Out of Order Loads done right

Since the Pentium Pro, x86 CPUs have been capable of issuing and executing instructions out of order. However, on average one third of the instructions in those reorder buffers could not be reordered easily: we are talking about loads. Moving loads forward can give a very big boost to performance. Instead of loading a piece of data when you need it, it is much more useful to start the load as early as you can. That way, L1 and even L2-cache latencies can be much more easily hidden.

This is pretty easy to understand. Imagine having an ALU operation that needs a certain piece of data but that the data is not available in the L1-cache. If the load has been executed many cycles before the ALU operation needs that piece of data, the L2-cache latency is going to have a reduced impact. Of course, you don't want to load a value which is being or will be written to by a previous - following the program/thread order - store. That would mean you are loading an old value, not the up to date one. Check out the picture below.


Load 2 cannot be moved forward, since it has to wait until the first Store is done. Only after Store 1 is done will variable Y have its correct value. However there is no reason why Load 4 cannot move forward. It doesn't have to wait for Store 3 and store 1 to finish. By moving Load 4 forward, you give the load unit more time to get the right operand, as we assume that after load 4 a calculation with operand Y will happen.

Currently, CPUs will generally delay load 4 when a store is in flight (active). The problem is the address to which the stores will write has yet to be calculated. To be more precise, the memory addresses are still unknown during reordering and scheduling. When a Load micro-op enters the ROB, the memory addresses of previous stores (from the program order) are not known until they pass the AGU (Address Generation Units).

However, the risk that a load will load a value out of an address that is being written to by a store that has yet to be finished is pretty small (1-2%). That is why Jack Doweck of the Core development team decided to allow Loads to go ahead of previous stores, assuming that the load will not be loading information that will be updated by that preceding store.
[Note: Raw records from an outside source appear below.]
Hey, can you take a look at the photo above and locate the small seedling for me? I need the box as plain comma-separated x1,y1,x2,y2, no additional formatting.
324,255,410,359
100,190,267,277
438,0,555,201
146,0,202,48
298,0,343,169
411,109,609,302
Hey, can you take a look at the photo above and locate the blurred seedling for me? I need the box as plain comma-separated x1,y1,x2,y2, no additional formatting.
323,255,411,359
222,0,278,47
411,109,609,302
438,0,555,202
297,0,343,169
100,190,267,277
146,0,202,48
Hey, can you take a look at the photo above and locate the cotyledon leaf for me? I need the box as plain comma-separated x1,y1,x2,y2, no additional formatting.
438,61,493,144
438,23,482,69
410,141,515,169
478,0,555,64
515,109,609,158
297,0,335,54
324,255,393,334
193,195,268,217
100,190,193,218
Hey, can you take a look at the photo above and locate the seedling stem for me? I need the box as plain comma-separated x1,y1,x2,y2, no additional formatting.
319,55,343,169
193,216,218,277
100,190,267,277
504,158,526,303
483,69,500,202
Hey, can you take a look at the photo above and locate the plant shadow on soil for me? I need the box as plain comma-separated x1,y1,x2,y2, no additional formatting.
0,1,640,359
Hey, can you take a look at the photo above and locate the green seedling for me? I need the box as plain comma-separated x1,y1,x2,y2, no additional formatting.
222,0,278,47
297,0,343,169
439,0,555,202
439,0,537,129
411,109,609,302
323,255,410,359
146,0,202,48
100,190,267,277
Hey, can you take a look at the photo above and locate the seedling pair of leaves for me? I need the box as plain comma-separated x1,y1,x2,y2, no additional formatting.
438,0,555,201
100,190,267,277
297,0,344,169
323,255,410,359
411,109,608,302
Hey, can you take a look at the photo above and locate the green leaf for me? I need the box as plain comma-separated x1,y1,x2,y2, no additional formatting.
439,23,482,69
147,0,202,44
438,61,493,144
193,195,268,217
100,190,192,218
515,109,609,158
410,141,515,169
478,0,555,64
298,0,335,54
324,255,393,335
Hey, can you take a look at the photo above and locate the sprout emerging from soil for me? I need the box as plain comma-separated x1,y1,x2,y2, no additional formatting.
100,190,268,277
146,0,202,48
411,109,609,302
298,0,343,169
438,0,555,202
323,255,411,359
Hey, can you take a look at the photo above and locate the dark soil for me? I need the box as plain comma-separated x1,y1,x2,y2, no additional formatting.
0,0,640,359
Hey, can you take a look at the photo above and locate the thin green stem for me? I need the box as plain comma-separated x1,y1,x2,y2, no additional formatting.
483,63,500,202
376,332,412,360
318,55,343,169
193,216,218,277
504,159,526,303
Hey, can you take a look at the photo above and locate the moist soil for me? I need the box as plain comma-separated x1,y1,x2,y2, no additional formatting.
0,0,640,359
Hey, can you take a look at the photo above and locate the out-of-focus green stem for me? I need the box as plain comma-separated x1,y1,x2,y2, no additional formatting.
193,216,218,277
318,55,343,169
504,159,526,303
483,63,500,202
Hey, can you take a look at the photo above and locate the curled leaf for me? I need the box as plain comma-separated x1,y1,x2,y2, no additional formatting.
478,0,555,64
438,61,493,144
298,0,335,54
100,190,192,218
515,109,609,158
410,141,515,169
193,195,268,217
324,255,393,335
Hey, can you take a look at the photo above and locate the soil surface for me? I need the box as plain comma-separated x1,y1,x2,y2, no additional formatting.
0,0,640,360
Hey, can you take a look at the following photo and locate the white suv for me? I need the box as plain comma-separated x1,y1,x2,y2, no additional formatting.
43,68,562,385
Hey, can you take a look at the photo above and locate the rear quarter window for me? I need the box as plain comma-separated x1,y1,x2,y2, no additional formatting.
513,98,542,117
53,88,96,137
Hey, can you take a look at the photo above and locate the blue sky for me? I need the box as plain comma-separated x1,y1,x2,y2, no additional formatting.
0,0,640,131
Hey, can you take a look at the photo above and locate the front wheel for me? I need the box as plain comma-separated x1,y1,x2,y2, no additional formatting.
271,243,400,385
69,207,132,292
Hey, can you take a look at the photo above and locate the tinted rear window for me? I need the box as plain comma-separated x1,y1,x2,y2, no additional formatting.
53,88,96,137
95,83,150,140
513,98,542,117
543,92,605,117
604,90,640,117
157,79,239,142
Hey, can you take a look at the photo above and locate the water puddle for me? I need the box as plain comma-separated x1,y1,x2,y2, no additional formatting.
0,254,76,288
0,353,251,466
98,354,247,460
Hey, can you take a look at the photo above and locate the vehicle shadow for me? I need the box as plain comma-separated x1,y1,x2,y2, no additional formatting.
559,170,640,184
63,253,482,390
To avoid that the assumption was wrong, a predictor is used to help. The dynamic alias predictor tries to predict whether or not a previous store will write to the same address as the address from which the load - that you want to execute earlier, thus out of order - will load its data.

Based on Jack Doweck's comments and a study of Intel's previous P6 and P-M architectures I drew up the scheme below. Be warned that this is not the official Intel diagram.
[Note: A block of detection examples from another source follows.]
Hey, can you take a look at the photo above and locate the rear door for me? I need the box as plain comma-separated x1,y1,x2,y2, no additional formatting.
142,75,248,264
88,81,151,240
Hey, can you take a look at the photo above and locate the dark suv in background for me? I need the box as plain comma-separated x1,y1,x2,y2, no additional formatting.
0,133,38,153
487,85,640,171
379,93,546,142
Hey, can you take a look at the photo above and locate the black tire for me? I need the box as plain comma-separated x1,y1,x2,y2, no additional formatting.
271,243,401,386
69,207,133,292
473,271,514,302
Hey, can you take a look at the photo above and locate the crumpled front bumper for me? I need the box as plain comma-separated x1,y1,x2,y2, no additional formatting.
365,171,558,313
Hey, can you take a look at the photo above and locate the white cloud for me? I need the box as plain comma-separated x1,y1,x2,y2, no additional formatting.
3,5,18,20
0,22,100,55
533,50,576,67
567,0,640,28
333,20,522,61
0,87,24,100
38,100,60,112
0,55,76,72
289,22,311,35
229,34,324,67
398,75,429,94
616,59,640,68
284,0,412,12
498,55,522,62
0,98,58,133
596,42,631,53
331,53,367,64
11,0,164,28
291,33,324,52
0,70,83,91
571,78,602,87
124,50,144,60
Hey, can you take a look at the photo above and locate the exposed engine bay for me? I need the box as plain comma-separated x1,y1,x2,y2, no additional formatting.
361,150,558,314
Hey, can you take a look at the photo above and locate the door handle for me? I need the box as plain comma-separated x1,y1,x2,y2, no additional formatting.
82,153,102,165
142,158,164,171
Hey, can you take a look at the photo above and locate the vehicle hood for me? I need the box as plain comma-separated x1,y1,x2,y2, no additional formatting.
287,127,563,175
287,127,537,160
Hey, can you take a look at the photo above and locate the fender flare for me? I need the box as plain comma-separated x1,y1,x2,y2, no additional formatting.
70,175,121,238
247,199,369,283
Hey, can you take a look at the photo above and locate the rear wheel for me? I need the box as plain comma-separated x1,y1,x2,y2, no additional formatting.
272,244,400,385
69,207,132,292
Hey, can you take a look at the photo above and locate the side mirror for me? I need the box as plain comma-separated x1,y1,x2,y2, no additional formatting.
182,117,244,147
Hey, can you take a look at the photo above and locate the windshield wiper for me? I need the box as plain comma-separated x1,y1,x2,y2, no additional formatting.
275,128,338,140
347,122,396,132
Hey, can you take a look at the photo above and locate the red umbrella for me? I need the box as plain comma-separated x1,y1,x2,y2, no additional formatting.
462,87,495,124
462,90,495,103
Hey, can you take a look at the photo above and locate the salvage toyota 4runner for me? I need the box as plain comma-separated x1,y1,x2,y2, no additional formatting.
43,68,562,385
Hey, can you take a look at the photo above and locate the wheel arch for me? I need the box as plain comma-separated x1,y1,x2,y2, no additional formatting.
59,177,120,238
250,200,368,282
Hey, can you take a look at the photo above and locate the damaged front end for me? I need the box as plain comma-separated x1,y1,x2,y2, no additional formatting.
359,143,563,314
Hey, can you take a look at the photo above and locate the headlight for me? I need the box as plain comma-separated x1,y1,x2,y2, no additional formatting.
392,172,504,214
The predictor gives the ReOrder Buffer (ROB) the permission to move a load ahead of a store or not. After the Load has been moved ahead and executed, the conflict logic scans the store buffer located in the Memory reOrder Buffer (MOB) to see if any of the stores which were located before the load (following program order) have written to the address of the out of order load. If so, the load must be redone, and the misprediction penalty is about 20 lost cycles. (Note that the branch misprediction penalty is also about 20 cycles). Worst case, the new dynamic alias predictor may slightly reduce performance, but realistically it's four steps forward, one step back, resulting in a net performance boost.

Determining whether a load and a store share the same address is called memory disambiguation. Allowing loads to move ahead of stores gives a big performance boost. In some snippets of benchmarking code, Intel saw up to a 40% performance boost, solely the result of the more flexible way Loads get reordered. It is pretty clear that we won't see this in most real applications, but it is nevertheless impressive and it should show tangible (10-20%) performance boosts together with the fast L2 and L1 cache.

Let us not forget that loads are probably the most important instructions of all. Not only are loads about one third of the micro-ops that are in flight in a x86 CPU, but they can also cause costly stalls when a load needs to go to the L2 cache (or worse, system memory). So how does this super flexible reordering of loads compare with other architectures?


The P6 and P-M could already reorder Loads pretty good. They could move one Load before other Loads, as well as before Stores which have no unknown addresses or addresses which do not reference the same address as the load. In contrast, the Athlon 64 can only move loads before independent ALU operations (ADD etc.). Loads cannot be moved ahead much at all to minimize the effect of a cache miss, and other loads cannot be used to keep the CPU busy if a load has to wait for a store to finish. This means that the Athlon 64 processor is severely limited when it comes to reorder code.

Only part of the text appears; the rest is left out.